(SC22WG14.1747) Complex bakeoff - example 1

Doug Gwyn (ACISD/MCSB) uunet!ARL.MIL!gwyn
Fri Oct 6 16:28:17 PDT 1995


Re. pure-imaginary type:  Yes, it has advantages (as mentioned in
previous discussions), e.g., half the storage when it is known that
the algorithm is supposed to produce precisely purely imaginary
results, and improved bookkeeping characteristics as Frank mentioned.

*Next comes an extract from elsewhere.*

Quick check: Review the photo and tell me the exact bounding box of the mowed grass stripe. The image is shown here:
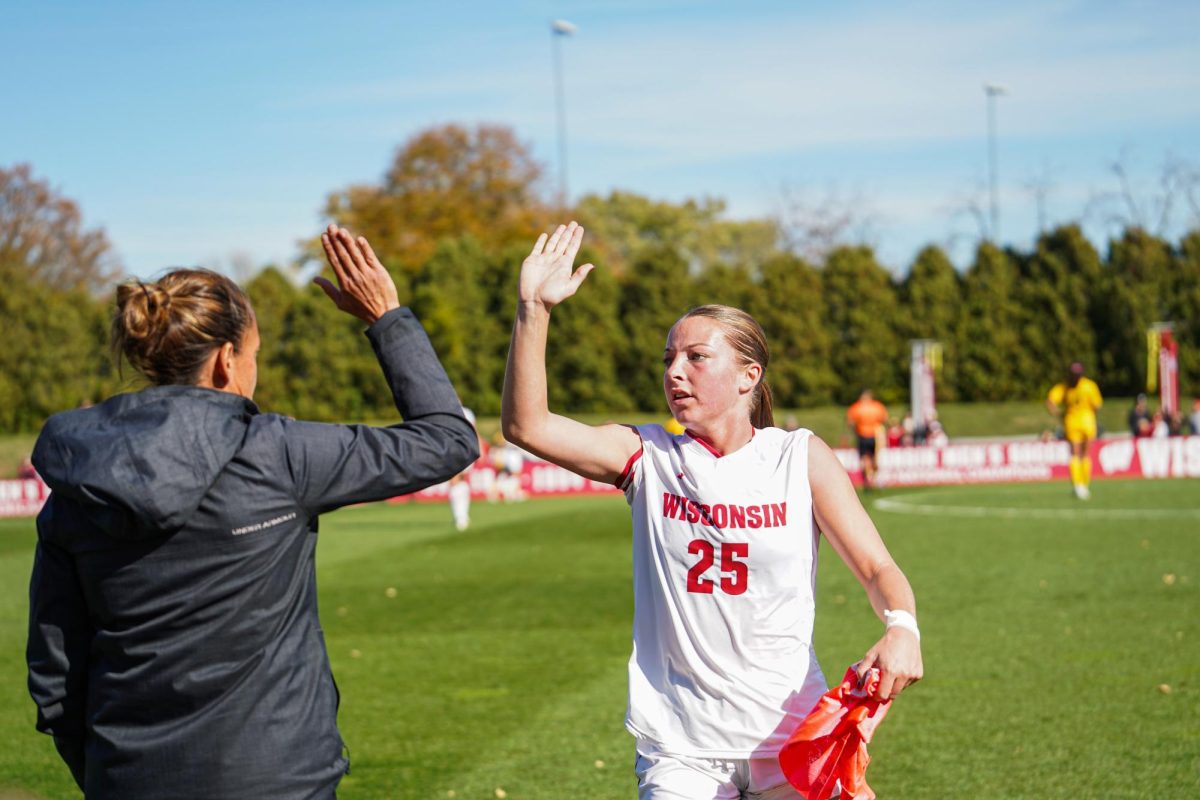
[849,481,1200,798]
[320,497,631,798]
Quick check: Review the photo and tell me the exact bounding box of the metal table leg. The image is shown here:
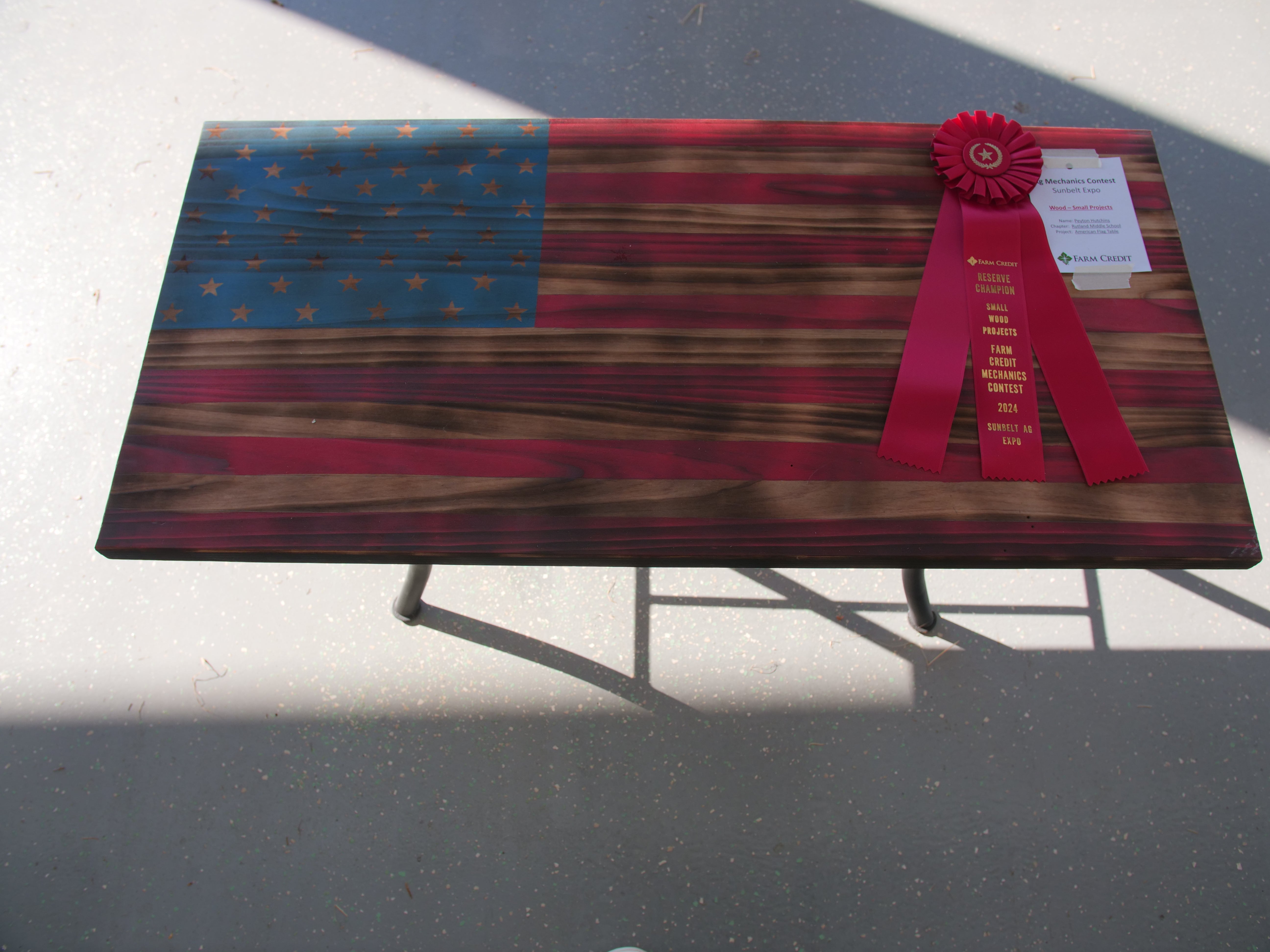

There are also drawbacks.  When a complex quantity is assigned to a
pure imaginary datum, as one expects to be quite common (e.g. in
Fourier transform code), the expected usage is that the r.h.s. has
exactly zero real part, which is of course not stored.  But if it
has nonzero real part, what should happen?  The two obvious
possibilities are (a) the nonzero real part is silently discarded,
or (b) the nonzero real part causes an exception to be raised.  No
matter which one chooses, it won't be universally appropriate in
all contexts.  The C language lacks in general a way to distinguish
upon a conversion (as with a cast) between two cases like that, also
for example when casting an integer into a shorter one when the r.h.s.
has a value that cannot be completely represented in the l.h.s.  I
suppose an IEEE f.p. implementation will have definite, consistent
rules to cover all such cases and not just some of the floating/
complex/imaginary cases.

Independently of complex arithmetic, it is worth remembering that
any attempt to define arithmetic for infinities/signed zeros will
run into situations such as Frank's examples, where the obviously
desired answer may not be what the arithmetic produces.  Cantor's
notion of infinities showed, as I recall, that 2^inf > inf but
inf^2 = inf.  In normal algebra on field elements, given x^2 = x,
solve for x, there are precisely two "roots":
	x = 0 and x = 1,
which is an instance of an extremely important property of roots
of polynomials over the complex field (which is the essentially
unique maximal extension field for the real numbers).  If we have
to allow inf on an equal footing with the other numbers in the
field, so that it obeys normal algebraic operations, there have to
be (at least) three roots of x^2 = x, inf being another root.
With mathematical properties like this, which run counter to
standard properties of the numbers used by engineers who devise
formulas in the first place, how is one to trust the utility of
the computed results?  Essentially, each IEEE-extended computation
has to be carefully designed anr/or evaluated to confirm that its
output has appropriate semantic interpretation for each possible
"benign exception", or else as in Frank's example the computation
is allowed to go forward but afterward if *any* exception arose
during the computation (and one would not at that point know which
exception it was), special handling would be invoked.  The
continued-fraction function was an example of the former situation,
which seems to follow the computational paradigm that is usually in
the minds of IEEE f.p. proponents, but there are numerous instances
where the latter approach would be logically necessary.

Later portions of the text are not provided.